7. Kubernetes Monitoring

# Prometheus ServiceMonitor for Kubernetes
apiVersion: monitoring.coreos.com/v1
kind: ServiceMonitor
metadata:
  name: app-metrics
  namespace: default
spec:
  selector:
    matchLabels:
      app: myapp
  endpoints:
    - port: metrics
      interval: 30s
      path: /metrics

# Pod with Prometheus annotations
apiVersion: v1
kind: Pod
metadata:
  name: myapp
  annotations:
    prometheus.io/scrape: "true"
    prometheus.io/port: "3000"
    prometheus.io/path: "/metrics"
spec:
  containers:
    - name: app
      image: myapp:latest
      ports:
        - containerPort: 3000
          name: metrics

# Fluentd DaemonSet for log collection
apiVersion: apps/v1
kind: DaemonSet
metadata:
  name: fluentd
  namespace: kube-system
spec:
  selector:
    matchLabels:
      k8s-app: fluentd
  template:
    metadata:
      labels:
        k8s-app: fluentd
    spec:
      serviceAccountName: fluentd
      containers:
        - name: fluentd
          image: fluent/fluentd-kubernetes-daemonset:v1-debian-elasticsearch
          env:
            - name: FLUENT_ELASTICSEARCH_HOST
              value: "elasticsearch.default.svc.cluster.local"
            - name: FLUENT_ELASTICSEARCH_PORT
              value: "9200"
          volumeMounts:
            - name: varlog
              mountPath: /var/log
            - name: varlibdockercontainers
              mountPath: /var/lib/docker/containers
              readOnly: true
      volumes:
        - name: varlog
          hostPath:
            path: /var/log
        - name: varlibdockercontainers
          hostPath:
            path: /var/lib/docker/containers

8. Performance Monitoring

# Application Performance Monitoring (APM)
import * as apm from 'elastic-apm-node';

apm.start({
  serviceName: 'my-api',
  serverUrl: 'http://apm-server:8200',
  environment: process.env.NODE_ENV
});

// Custom transactions
const transaction = apm.startTransaction('process-payment', 'payment');

try {
  await processPayment(orderId);
  transaction.result = 'success';
} catch (error) {
  apm.captureError(error);
  transaction.result = 'error';
  throw error;
} finally {
  transaction.end();
}

// Custom spans
const span = apm.startSpan('database-query');
const result = await db.query('SELECT * FROM orders WHERE id = ?', [orderId]);
span.end();

# Real User Monitoring (RUM)

9. Best Practices

✓ Monitoring & Logging Best Practices:

✓ Implement the 4 golden signals: latency, traffic, errors, saturation
✓ Use structured logging (JSON format)
✓ Include trace IDs for correlation
✓ Set up alerts for critical metrics
✓ Monitor infrastructure and application metrics
✓ Use distributed tracing for microservices
✓ Implement log retention policies
✓ Sanitize sensitive data before logging
✓ Use appropriate log levels
✓ Create dashboards for key metrics
✓ Set up on-call rotations
✓ Document runbooks for alerts
✓ Test your alerting system regularly
✓ Avoid alert fatigue with proper thresholds
✓ Implement SLIs, SLOs, and SLAs

Conclusion

Effective monitoring and logging enable proactive incident response and system optimization.

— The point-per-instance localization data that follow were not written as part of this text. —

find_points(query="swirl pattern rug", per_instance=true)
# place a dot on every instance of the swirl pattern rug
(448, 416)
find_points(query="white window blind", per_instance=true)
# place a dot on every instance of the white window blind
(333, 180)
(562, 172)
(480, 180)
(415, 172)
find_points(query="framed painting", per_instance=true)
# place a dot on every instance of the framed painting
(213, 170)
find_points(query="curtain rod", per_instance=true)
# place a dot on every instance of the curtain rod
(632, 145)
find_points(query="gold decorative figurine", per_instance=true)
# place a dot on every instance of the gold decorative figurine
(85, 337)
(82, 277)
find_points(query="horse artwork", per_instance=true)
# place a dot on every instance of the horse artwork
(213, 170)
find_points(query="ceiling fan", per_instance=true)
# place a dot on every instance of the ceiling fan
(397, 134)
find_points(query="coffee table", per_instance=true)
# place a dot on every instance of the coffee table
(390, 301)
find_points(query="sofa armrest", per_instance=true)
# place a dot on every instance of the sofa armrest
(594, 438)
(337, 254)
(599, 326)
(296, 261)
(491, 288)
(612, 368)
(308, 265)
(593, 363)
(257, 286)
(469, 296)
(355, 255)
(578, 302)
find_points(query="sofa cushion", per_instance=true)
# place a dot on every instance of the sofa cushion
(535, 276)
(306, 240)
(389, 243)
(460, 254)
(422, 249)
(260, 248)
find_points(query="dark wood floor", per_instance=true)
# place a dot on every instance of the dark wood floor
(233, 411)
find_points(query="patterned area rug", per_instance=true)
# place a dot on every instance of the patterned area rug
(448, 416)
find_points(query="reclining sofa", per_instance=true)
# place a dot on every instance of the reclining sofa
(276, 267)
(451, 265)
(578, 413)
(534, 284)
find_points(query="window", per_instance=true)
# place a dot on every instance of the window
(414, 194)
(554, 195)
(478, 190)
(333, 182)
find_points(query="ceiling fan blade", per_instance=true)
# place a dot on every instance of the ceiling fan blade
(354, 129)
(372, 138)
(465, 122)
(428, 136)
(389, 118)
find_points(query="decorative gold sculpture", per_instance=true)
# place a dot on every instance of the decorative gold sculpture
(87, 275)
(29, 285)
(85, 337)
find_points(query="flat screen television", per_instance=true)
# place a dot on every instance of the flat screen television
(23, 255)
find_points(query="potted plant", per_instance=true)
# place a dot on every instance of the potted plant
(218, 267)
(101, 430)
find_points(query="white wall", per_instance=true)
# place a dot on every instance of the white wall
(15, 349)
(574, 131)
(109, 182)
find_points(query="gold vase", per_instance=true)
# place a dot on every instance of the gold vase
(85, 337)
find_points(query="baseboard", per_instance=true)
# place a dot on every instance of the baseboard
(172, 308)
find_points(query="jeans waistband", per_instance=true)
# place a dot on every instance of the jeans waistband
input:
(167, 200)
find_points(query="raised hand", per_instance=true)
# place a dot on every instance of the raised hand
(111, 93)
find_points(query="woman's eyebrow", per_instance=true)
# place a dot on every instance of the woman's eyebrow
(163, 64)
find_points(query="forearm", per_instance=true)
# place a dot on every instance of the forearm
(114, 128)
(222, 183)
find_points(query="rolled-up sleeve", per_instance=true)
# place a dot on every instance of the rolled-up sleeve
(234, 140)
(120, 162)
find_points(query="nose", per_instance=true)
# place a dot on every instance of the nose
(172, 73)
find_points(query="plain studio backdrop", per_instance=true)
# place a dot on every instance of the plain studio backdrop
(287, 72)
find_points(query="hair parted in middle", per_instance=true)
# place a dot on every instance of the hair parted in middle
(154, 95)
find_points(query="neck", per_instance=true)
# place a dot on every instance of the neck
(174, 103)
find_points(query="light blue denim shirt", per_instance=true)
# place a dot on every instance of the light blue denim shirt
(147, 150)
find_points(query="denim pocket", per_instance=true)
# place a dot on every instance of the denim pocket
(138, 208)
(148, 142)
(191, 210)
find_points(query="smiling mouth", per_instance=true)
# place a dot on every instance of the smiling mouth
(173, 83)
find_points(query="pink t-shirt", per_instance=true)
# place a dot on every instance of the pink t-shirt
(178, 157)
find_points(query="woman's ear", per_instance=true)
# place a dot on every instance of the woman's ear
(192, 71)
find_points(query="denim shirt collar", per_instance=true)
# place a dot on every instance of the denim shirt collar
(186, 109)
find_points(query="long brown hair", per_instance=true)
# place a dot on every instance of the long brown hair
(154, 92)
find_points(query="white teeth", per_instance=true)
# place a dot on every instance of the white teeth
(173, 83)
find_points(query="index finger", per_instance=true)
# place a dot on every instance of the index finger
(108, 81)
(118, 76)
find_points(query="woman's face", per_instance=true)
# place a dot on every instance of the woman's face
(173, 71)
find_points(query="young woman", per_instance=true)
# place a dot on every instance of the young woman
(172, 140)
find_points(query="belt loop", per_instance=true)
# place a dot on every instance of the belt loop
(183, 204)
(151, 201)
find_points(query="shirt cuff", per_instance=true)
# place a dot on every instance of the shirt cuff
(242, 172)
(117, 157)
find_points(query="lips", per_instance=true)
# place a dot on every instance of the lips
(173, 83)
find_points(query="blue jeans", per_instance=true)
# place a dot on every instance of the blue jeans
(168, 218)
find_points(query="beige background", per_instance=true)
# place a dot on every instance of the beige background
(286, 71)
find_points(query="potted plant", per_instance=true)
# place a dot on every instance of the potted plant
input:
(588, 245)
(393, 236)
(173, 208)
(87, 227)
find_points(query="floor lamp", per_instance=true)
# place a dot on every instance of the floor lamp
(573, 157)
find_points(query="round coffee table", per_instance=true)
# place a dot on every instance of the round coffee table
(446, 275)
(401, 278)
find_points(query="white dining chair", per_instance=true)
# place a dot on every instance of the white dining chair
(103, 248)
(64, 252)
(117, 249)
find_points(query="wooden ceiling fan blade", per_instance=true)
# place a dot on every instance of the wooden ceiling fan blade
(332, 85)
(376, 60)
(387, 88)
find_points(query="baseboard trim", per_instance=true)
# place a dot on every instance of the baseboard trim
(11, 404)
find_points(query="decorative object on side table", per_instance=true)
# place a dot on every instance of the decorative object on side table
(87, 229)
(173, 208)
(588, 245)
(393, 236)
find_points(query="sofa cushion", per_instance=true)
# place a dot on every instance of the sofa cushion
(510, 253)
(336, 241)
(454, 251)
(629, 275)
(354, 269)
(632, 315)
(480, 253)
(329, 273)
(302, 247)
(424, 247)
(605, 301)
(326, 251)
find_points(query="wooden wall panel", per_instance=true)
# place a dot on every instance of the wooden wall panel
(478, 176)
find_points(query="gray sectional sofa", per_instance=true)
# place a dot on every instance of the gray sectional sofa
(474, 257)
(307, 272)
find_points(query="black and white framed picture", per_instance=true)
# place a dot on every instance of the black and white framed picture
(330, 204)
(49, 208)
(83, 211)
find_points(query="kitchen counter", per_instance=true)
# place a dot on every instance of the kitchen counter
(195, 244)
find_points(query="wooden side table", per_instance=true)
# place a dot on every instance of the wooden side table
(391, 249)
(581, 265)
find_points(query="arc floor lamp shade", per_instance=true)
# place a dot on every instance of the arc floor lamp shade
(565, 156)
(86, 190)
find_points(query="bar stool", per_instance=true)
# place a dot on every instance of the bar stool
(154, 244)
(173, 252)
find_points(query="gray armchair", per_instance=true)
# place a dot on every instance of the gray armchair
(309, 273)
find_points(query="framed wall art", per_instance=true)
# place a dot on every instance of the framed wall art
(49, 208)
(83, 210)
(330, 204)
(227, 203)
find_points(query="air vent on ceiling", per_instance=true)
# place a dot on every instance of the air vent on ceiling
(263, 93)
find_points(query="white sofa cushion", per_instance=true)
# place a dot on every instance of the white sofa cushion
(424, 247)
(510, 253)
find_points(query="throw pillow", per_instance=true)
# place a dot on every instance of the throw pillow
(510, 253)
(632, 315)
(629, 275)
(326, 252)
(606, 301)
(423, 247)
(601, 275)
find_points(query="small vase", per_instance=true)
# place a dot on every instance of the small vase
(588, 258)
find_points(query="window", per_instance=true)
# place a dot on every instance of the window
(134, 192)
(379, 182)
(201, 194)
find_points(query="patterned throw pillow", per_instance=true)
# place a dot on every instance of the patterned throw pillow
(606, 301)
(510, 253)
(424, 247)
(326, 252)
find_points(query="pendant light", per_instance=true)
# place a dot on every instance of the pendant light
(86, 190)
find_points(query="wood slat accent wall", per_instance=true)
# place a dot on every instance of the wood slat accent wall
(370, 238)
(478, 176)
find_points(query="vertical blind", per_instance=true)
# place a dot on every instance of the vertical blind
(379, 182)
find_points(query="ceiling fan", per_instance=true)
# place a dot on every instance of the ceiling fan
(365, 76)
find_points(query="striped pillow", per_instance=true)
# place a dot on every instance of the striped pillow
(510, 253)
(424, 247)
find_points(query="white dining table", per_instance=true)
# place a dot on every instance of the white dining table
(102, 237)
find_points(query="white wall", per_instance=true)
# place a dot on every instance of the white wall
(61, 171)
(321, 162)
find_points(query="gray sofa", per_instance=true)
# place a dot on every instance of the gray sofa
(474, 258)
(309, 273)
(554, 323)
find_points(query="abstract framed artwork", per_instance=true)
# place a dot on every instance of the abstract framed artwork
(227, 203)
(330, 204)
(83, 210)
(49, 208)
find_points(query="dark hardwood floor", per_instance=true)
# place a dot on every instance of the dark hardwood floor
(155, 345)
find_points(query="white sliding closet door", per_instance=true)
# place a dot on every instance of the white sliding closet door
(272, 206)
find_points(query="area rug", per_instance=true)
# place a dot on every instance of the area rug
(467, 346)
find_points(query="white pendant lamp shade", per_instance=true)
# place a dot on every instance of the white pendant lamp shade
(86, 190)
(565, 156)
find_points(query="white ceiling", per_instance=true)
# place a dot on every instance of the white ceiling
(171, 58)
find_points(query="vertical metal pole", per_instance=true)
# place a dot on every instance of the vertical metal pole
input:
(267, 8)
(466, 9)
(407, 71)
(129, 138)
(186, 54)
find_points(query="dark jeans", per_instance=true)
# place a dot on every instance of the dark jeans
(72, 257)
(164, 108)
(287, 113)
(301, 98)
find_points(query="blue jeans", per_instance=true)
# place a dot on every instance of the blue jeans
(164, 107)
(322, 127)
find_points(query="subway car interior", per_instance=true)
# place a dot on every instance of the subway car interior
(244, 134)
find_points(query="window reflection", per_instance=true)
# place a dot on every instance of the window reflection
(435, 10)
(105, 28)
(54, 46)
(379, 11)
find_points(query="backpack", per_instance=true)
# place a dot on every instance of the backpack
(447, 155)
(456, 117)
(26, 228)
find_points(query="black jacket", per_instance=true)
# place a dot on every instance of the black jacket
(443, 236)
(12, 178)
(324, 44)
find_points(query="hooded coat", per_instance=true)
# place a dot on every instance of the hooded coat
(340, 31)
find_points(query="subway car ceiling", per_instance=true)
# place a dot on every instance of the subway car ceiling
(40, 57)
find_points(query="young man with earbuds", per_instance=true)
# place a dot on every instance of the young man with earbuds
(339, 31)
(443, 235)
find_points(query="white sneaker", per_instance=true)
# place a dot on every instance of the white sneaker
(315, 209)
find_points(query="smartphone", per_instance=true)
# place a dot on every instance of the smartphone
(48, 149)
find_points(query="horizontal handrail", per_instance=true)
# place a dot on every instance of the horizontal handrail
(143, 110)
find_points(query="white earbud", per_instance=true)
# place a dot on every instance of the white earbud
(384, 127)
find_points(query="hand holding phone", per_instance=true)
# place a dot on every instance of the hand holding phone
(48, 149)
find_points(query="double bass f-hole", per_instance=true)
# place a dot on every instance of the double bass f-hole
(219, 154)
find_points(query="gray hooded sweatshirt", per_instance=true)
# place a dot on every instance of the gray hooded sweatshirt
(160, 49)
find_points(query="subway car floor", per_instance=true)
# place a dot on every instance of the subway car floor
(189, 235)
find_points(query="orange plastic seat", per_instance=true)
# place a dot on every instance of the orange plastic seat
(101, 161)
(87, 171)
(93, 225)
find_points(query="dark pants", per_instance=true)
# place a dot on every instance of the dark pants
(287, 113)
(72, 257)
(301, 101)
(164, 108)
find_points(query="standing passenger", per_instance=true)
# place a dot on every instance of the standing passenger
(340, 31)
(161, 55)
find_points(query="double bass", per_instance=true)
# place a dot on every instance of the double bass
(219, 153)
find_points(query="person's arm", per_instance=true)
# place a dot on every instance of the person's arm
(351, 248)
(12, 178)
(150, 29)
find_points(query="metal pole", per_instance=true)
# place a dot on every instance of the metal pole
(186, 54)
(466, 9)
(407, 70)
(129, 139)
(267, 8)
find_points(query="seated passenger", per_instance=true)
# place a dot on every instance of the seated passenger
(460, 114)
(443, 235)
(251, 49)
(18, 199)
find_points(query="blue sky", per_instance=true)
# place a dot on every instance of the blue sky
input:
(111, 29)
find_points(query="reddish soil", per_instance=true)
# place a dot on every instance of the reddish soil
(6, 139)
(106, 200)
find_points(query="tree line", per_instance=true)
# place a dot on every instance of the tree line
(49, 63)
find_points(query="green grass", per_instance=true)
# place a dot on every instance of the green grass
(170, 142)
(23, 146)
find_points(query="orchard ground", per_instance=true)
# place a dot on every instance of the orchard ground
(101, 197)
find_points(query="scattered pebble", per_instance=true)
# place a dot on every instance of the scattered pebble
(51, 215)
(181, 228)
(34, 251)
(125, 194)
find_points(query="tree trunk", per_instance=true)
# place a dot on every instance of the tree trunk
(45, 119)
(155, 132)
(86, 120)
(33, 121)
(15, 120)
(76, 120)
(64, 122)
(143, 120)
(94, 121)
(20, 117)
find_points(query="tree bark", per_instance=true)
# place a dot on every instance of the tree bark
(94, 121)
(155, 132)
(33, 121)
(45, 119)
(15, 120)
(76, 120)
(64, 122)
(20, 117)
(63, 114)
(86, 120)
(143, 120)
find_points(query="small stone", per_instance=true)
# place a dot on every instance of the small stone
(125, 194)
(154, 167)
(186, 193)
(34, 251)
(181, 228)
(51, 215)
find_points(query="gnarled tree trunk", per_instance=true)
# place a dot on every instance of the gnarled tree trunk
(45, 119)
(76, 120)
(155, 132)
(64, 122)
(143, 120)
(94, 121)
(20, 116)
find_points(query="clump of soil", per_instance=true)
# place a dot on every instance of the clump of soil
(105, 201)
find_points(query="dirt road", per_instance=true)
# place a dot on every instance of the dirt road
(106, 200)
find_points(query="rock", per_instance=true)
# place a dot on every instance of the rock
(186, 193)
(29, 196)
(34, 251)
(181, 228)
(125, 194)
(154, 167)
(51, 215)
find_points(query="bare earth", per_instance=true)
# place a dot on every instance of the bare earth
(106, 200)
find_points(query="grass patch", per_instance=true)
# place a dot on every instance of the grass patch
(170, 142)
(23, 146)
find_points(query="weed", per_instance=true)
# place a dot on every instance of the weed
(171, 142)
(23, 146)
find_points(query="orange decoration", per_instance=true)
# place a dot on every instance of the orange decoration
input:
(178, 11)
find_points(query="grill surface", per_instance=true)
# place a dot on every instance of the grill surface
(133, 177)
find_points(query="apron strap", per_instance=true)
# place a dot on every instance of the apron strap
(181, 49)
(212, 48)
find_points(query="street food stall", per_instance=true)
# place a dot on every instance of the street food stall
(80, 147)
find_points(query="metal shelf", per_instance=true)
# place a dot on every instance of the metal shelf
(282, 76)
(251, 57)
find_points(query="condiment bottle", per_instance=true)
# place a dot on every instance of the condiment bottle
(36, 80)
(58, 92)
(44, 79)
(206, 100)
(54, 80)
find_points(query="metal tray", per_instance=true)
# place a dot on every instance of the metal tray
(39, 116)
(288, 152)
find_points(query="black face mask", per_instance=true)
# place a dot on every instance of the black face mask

Implement Prometheus for metrics, ELK for logs, distributed tracing, and proper alerting. Always monitor the 4 golden signals and maintain observability across your stack.

💡 Pro Tip: Implement the RED method (Rate, Errors, Duration) for services and the USE method (Utilization, Saturation, Errors) for resources. These frameworks ensure you monitor what matters most and can quickly diagnose issues in production.